3.3.9Ook zijn de op de telefoon van verdachte aangetroffen zoektermen zoals ‘wetboek aanranding’, ‘celstraf aanranding’, ‘billen’, ‘handhaver billen’, ‘handhaver billen vrouw’ en zijn bezoek aan de website ‘problemenmetjustitie.nl/onderwerpen
/aanranding’ relevant. De rechtbank acht de verklaring van verdachte op dit punt, inhoudende dat hij zijn telefoon soms uitleende aan vrienden (implicerend dat zij naar de betreffende termen moeten hebben gezocht), ongeloofwaardig.
3.3.10Verder is ook relevant dat er na de aanhouding van verdachte op
29 december 2023 geen nieuwe meldingen meer zijn gedaan van aanranding in de omgeving van Park Frankendael.

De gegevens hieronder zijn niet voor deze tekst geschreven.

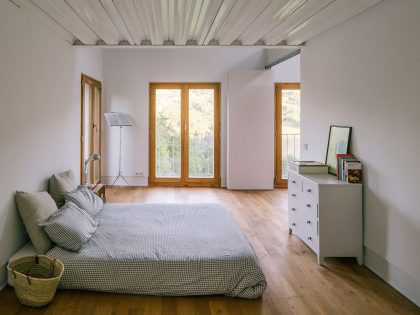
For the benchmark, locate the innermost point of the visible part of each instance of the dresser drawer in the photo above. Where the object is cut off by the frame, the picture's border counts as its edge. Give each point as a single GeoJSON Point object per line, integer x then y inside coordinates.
{"type": "Point", "coordinates": [311, 234]}
{"type": "Point", "coordinates": [310, 190]}
{"type": "Point", "coordinates": [294, 182]}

3.3.11Tot slot acht de rechtbank van belang dat de aanrandingen hebben plaatsgevonden in een periode waarin het met verdachte niet goed ging.Verdachte had zijn medicatie ten tijde van het ten laste gelegde in een lagere dosering ingenomen, tegen het advies van zijn behandelaren in. Door zowel het FACT-team als door de broer en zus van verdachte worden een aantal zaken beschreven die erop duiden dat er bij verdachte een toename was in psychotische symptomen bestaande uit toegenomen paranoïde belevingen, betrekkingswanen, desorganisatie en verlaagde impulscontrole. Verdachte heeft aangegeven dit deels te herkennen. In de periode rondom het ten laste gelegde is verdachte ook meer alcohol gaan drinken en meer cannabis gaan gebruiken. Het verleden heeft uitgewezen dat verdachte onder invloed van alcohol en cannabis meer grenzeloos, onnadenkend en impulsief kan handelen. Dit beeld van verdachte past naar het oordeel van de rechtbank bij het feit dat géén van de aangeefsters enige verbale communicatie met verdachte heeft gehad en dat hij niet reageerde op schreeuwen en zelfs niet op het duwen door één van de aangeefsters. Ook past de toegenomen alcoholconsumptie van verdachte bij de verklaringen van meerdere aangeefsters dat verdachte een drankfles in zijn hand had, dat hij dronken leek en dat hij onstabiel en/of zigzaggend fietste.
3.3.12Indien tegen dit verkort vonnis hoger beroep wordt ingesteld, worden de door de
rechtbank gebruikte bewijsmiddelen die redengevend zijn voor de bewezenverklaring
opgenomen in een aanvulling op het verkort vonnis. Deze aanvulling wordt dan aan het verkort vonnis gehecht.